For women ages 25 to 29, the satisfactory score for the test requires 15 pushups, a 1-minute, 20-second plank and running 1.5 miles in under 15 minutes, 45 seconds. Cvancara, tallied 30 pushups, planked for 2 minutes, 30 seconds and ran the distance in 13 minutes , 29 seconds. Her only complaints: Not a big fan of cardio, she prematurely stopped the plank to save energy, and the prosthetic she wore during the test was a “brick of a leg.”
“I took it to say, ‘Here’s my objective results from the PRT. Here’s what I can do. Give me a chance,’ ” Cvancara said. “I know what the rules say, but I’m looking past that to try to get you to see. Look, I’m already a nurse, I work full time, I’m on my feet all the time. Nothing would change for me. I don’t require accommodation.”
Cvancara’s supporters are military-disabilities activists as well, such as Sara Hart Weir, an expert in disability policy. Weir is the former president and CEO of the National Down Syndrome Society and in 2020 lost a bid for Congress representing Kansas with a campaign surrounding new policies that mirror the Americans with Disabilities Act .
Cvancara is calling on political allies such as Rep. Cathy McMorris Rodgers, R-Wash.
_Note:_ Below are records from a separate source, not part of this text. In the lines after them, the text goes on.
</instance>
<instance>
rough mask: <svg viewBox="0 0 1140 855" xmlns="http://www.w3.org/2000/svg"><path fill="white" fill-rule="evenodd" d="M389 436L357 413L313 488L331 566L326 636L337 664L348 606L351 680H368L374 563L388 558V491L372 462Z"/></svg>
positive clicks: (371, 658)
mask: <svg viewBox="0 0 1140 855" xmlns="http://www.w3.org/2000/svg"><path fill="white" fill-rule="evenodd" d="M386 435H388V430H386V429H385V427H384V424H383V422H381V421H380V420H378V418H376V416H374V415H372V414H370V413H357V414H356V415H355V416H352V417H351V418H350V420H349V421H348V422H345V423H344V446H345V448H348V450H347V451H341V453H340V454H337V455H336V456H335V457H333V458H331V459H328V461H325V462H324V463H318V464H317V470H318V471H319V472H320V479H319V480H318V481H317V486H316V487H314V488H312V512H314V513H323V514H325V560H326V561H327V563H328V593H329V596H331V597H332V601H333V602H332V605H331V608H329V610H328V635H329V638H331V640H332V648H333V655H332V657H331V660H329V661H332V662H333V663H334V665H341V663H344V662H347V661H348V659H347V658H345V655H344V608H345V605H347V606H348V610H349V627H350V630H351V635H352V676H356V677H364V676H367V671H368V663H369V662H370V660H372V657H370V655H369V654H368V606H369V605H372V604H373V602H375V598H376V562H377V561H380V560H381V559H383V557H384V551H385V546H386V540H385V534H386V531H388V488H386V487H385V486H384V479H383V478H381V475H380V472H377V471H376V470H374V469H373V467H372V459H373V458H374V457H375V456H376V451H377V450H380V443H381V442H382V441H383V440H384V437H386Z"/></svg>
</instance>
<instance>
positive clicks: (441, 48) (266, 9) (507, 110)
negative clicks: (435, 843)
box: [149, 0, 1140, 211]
The two worked on Cvancara’s Miss Spokane 2013 campaign “Honoring Their Sacrifice: Recognizing and Supporting our Disabled Veterans.”
On Nov. 22, McMorris Rodgers addressed a letter to Secretary of the Navy Carlos Del Toro stating that Cvancara is “an exceptional woman who never loses sight of her goals and accomplishes everything she sets her mind to.”
“She’s been an inspiration to people throughout Eastern Washington, especially young children with disabilities who see her as an example of how anyone, no matter their ability, can achieve their dreams,” McMorris Rodgers wrote. “Hannah has never let the circumstances of her childhood amputation hold her back from anything she’s chosen to do in life.”